Add docs page on lgp scalability / resilience (#3510)

nfcampos · web-flow · commit 5ea0d49d4df3 · 2025-02-24T16:52:37.000-08:00
diff --git a/docs/docs/concepts/index.md b/docs/docs/concepts/index.md
@@ -48,6 +48,7 @@ The LangGraph Platform offers a few different deployment options described in th
 
 - [Why LangGraph Platform?](./langgraph_platform.md): The LangGraph platform is an opinionated way to deploy and manage LangGraph applications. This guide provides an overview of the key features and concepts behind LangGraph Platform.
 - [Platform Architecture](./platform_architecture.md): A high-level overview of the architecture of the LangGraph Platform.
+- [Scalability and Resilience](./scalability_and_resilience.md): LangGraph Platform is designed to be scalable and resilient. This document explains how the platform achieves this.
 - [Deployment Options](./deployment_options.md): LangGraph Platform offers four deployment options: [Self-Hosted Lite](./self_hosted.md#self-hosted-lite), [Self-Hosted Enterprise](./self_hosted.md#self-hosted-enterprise), [bring your own cloud (BYOC)](./bring_your_own_cloud.md), and [Cloud SaaS](./langgraph_cloud.md). This guide explains the differences between these options, and which Plans they are available on.
 - [Plans](./plans.md): LangGraph Platforms offer three different plans: Developer, Plus, Enterprise. This guide explains the differences between these options, what deployment options are available for each, and how to sign up for each one.
 - [Template Applications](./template_applications.md): Reference applications designed to help you get started quickly when building with LangGraph.

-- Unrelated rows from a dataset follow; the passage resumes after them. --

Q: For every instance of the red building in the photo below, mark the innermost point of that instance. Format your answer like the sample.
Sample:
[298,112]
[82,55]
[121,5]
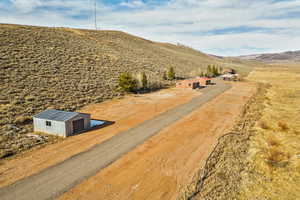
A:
[204,81]
[189,83]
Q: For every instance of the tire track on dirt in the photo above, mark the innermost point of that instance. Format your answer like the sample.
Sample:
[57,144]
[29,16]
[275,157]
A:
[58,179]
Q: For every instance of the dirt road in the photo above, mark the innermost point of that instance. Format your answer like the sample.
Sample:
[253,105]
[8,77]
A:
[167,162]
[60,178]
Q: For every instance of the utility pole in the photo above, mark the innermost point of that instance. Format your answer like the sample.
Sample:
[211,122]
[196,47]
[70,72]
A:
[95,14]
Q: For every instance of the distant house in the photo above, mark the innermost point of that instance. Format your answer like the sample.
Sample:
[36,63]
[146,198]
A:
[189,83]
[230,77]
[61,123]
[204,81]
[229,71]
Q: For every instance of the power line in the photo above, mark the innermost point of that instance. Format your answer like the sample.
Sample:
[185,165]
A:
[95,14]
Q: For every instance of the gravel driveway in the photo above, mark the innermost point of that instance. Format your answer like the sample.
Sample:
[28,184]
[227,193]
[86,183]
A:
[58,179]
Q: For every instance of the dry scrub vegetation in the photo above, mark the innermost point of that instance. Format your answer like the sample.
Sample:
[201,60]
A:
[274,155]
[260,158]
[66,69]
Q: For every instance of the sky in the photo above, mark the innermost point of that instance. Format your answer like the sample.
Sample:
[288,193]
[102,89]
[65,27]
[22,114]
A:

diff --git a/docs/docs/concepts/scalability_and_resilience.md b/docs/docs/concepts/scalability_and_resilience.md
@@ -0,0 +1,35 @@
+# LangGraph Platform: Scalability & Resilience
+
+LangGraph Platform is designed to scale horizontally with your workload. Each instance of the service is stateless, and keeps no resources in memory. The service is designed to gracefully handle new instances being added or removed, including hard shutdown cases.
+
+## Server scalability
+
+As you add more instances to a service, they will share the HTTP load as long as an appropriate load balancer mechanism is placed in front of them. In most deployment modalities we configure a load balancer for the service automatically. In the “self-hosted without control plane” modality it’s your responsibility to add a load balancer. Since the instances are stateless any load balancing strategy will work, no session stickiness is needed, or recommended. Any instance of the server can communicate with any queue instance (through Redis PubSub), meaning that requests to cancel or stream an in-progress run can be handled by any arbitrary instance.
+
+## Queue scalability
+
+As you add more instances to a service, they will increase run throughput linearly, as each instance is configured to handle a set number of concurrent runs (by default 10). Each attempt for each run will be handled by a single instance, with exactly-once semantics enforced through Postgres’s MVCC model (refer to section below for crash resilience details). Attempts that fail due to transient database errors are retried up to 3 times. We do not make use of long-lived transactions or locks, this enables us to make more efficient use of Postgres resources.
+
+## Resilience
+
+While a run is being handled by a queue instance, a periodic heartbeat timestamp will be recorded in Redis by that queue worker.
+
+When a graceful shutdown request is received (SIGINT) an instance enters shutdown mode, which
+
+- stops accepting new HTTP requests
+- gives any in-progress runs a limited number of seconds to finish (if not finished it will be put back in the queue)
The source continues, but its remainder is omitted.